しばらくその状態が続いた後、不意に人垣が割れ始める。その先には、【フェアベルゲン】の長老衆の一人──アルフレリック・ハイピストがいた。
「お祖父様!」
「おぉ、おお、アルテナ! よくぞ無事で……」
アルテナは目に涙を溜めながら一目散に駆け出し、祖父であるアルフレリックの胸に飛び込んだ。
以前、アルフレリックが言っていた。樹海の外に連れらされた者は死んだものだとみなすものだと。後を追って、被害が拡大するのを防ぐために。
故にもう二度と会えないと思っていたに違いない。祖父と孫娘の感動の再会にハジメ達は笑みを浮かべ、周囲の人々は涙ぐんで二人を見つめていた。
しばらくして、アルフレリックは孫娘から身を離して優しげに頭を撫でると、視線をハジメに転じた。その目、表情から感謝の念が伝わるほどだった。
「しかし……とんだ再会となったな、南雲ハジメ。まさか、孫娘を救われるとは思いもしなかった。縁というものは分からないものだ。」
「俺はただ送り届けただけだ。感謝するならパル達ハウリア族にしてくれ。それに俺は、フェアベルゲンの様子を見に来ただけだしな………」
「そのハウリア族を変えたのはお前さんであろう。〝掟〟の時もそうであったが、お前さんのおかげで孫娘のみならず我等も救って貰った。それが事実だ。この莫大な恩、〝掟〟もそうだが、変えてくれたことでフェアベルゲンは更に手を取り合えるようになったんだ。せめて礼ぐらいを言わせてくれ」
「クハッ……そうかい」
ハジメはアルフレリックの言葉に、若干、困ったように頬を掻きつつも仕方なそうに肩を竦め苦笑いして返す。

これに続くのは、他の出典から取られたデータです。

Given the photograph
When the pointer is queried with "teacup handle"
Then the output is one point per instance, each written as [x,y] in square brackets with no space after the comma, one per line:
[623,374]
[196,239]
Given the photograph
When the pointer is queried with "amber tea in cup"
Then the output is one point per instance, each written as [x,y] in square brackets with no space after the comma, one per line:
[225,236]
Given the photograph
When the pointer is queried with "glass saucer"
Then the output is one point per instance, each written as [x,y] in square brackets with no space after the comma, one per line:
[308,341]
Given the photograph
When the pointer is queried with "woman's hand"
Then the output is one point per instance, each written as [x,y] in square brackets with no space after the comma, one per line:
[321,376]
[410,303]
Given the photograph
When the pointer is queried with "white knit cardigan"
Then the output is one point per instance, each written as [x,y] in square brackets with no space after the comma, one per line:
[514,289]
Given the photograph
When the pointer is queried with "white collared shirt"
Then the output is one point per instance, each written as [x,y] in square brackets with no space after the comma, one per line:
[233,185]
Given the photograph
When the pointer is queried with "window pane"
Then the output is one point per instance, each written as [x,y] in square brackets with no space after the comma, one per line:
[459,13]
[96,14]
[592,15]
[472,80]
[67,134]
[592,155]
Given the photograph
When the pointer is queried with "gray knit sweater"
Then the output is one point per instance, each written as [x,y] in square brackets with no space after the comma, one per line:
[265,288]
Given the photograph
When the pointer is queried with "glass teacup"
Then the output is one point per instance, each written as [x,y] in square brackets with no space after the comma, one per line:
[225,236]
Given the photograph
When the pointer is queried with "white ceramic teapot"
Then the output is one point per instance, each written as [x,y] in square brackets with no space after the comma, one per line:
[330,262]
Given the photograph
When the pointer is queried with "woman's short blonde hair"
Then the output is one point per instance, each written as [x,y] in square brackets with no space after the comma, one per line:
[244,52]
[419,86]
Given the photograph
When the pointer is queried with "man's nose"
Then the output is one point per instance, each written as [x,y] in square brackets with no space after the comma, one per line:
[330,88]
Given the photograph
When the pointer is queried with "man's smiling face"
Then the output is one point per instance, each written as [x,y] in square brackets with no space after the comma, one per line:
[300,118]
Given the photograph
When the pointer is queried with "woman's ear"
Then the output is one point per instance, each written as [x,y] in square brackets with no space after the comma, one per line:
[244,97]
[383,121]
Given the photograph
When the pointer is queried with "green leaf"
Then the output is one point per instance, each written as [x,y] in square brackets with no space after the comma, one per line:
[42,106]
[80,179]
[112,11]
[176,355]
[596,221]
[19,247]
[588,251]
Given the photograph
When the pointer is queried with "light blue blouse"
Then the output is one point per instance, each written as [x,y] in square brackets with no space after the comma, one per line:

そんなハジメを、優花やユエ、シア、ティオは、微笑ましげに、そして誇らしそうに見つめている。アレスもハジメを尊敬の眼差しで見つめ、首を縦に振っていた。
一方で、人間を救うために大迷宮に潜って訓練を積んできた自分よりも、世界を巡り意図せず人々を救ってきたハジメに、光輝は一層、心の中のドス黒い何かが渦巻き増幅していき、複雑そうな表情を見せていた。
アルフレリックはチラリと、面識の無いアレスや光輝達に視線を向けつつハジメに言う。
「ハウリア族だが、タイミングが悪かったようだ。ちょうど儂等の頼みで都の外に出ていてな、直ぐに戻ると思うんだが……」
「なら、少し待たせて貰っても良いか?色々大変な最中だろうが頼めるか? まぁ、待たせて貰える間にウチの癒しの天使様が怪我をした住人達や町を癒しておけるが……」
「!、そんなっ良いのか?」
アルフレリックがハジメの言葉に反応を示して目を見開く。それ程までにまだ怪我をしてる亜人がいるのだろう。ハジメは頷いてから傍にいる優花に視線を転じると優花は頷きながら了承のサインをハジメに送る。
「ウチの天使様もオーケーだってさ」
「……感謝する。では、我が家に招待しよう。ハウリア族が戻り次第、知らせを門の者に言っておく」
そう言って、アルフレリックは快く、ハジメ達を自宅へと促す。しかし……
「ではっ、わたくしが自宅へと案内をしますのでハジメ様、お手を……」
「お、おう」
そう言って、アルテナが案内するつもりでか、何故かハジメの手を取ろうとするのだが、邪魔が入る。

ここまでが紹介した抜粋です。